What are your upcoming appearances and do you intend to travel overseas to the United States or Canada any time soon?
I have been invited to the Netherlands on the 9th April 2007 for the Sonopromotion International Film Fair (Kees Blokker). I hope to be attending the Star Wars Celebration Europe in July 2007. I am attending a Bond convention in Germany in August/September 2007 organised by Darksidecon .
What is next for Derek Lyons? Do you have any more films or TV work in production you can tell us about?
At present I am working with Graham Dixon at the Michael Chekhov Studio, London. I am working on two book projects at the moment, one on my friendship with Marvin Gaye - I have many interesting stories to tell, and the other is an autobiography. I am going to be performing in 2007 on stage.
There is an action of figure of the Massassi Temple Guard, named the Rebel Honour Guard, coming out in March. It is made by Hasbro, their Star Wars wave two collection, celebrating 30 years of Star Wars. I may be doing some promotion with this.

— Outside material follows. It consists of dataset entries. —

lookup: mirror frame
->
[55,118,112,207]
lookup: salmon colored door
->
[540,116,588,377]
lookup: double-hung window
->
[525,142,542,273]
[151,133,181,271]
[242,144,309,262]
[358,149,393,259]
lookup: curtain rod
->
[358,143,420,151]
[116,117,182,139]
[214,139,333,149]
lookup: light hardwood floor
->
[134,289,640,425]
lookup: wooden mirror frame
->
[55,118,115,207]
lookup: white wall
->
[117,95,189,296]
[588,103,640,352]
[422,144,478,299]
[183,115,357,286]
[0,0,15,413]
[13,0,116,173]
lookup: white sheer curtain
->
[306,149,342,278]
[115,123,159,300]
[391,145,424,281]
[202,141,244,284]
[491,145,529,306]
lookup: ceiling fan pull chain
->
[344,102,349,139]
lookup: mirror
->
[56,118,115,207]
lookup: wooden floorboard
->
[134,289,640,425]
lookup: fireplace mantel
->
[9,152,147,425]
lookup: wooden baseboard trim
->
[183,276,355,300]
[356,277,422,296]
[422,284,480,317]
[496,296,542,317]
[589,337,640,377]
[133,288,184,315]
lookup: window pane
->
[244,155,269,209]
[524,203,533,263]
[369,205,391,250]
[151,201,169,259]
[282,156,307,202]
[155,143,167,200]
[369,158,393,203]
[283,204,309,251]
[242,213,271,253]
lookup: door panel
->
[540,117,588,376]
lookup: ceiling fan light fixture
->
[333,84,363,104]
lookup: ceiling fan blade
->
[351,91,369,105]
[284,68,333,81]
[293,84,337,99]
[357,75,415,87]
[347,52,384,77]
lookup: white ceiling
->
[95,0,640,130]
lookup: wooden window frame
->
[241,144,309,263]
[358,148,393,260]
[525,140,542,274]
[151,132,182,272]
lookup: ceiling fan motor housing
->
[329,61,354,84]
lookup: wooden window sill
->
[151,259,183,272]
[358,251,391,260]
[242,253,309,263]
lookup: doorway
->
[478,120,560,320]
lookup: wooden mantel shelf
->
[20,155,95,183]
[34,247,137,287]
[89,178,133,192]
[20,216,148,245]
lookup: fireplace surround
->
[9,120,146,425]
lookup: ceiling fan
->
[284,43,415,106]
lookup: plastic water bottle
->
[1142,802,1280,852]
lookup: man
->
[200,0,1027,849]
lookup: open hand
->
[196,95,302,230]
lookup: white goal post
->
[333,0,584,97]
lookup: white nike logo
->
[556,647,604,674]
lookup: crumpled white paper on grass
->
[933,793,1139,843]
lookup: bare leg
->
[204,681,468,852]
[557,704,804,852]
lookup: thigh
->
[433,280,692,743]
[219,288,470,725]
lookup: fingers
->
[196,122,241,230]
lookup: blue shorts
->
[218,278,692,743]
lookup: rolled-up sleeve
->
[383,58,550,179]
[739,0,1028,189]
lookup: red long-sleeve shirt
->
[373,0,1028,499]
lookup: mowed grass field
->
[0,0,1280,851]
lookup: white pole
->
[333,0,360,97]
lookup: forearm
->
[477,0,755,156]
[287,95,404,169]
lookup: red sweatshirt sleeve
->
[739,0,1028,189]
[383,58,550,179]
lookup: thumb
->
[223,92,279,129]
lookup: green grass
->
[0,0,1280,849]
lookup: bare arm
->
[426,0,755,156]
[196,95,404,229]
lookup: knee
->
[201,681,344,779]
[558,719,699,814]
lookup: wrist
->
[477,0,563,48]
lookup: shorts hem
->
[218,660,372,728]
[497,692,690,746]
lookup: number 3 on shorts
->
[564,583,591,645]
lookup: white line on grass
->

What venues will we be able to see you on stage next year and what role will you portray? Can you give us some more information on the plot of the show you will be in?
I cannot say at the moment, but I will say that I will be on stage singing and doing what I love best. I just keep open and positive about life and acting, who knows what the future may hold.
Do you have any final words for your fans reading this interview?
Thank you for all your kindness and interest in me. I appreciate everyone who has taken the time and effort to see me at recent convention appearances. I look forward to future Star Wars gatherings where I can share my experiences with the fans. To all the fans - "May the force be with you all". Massassi blessings. Peace and love, Derek.
Thank you ever so much for your time.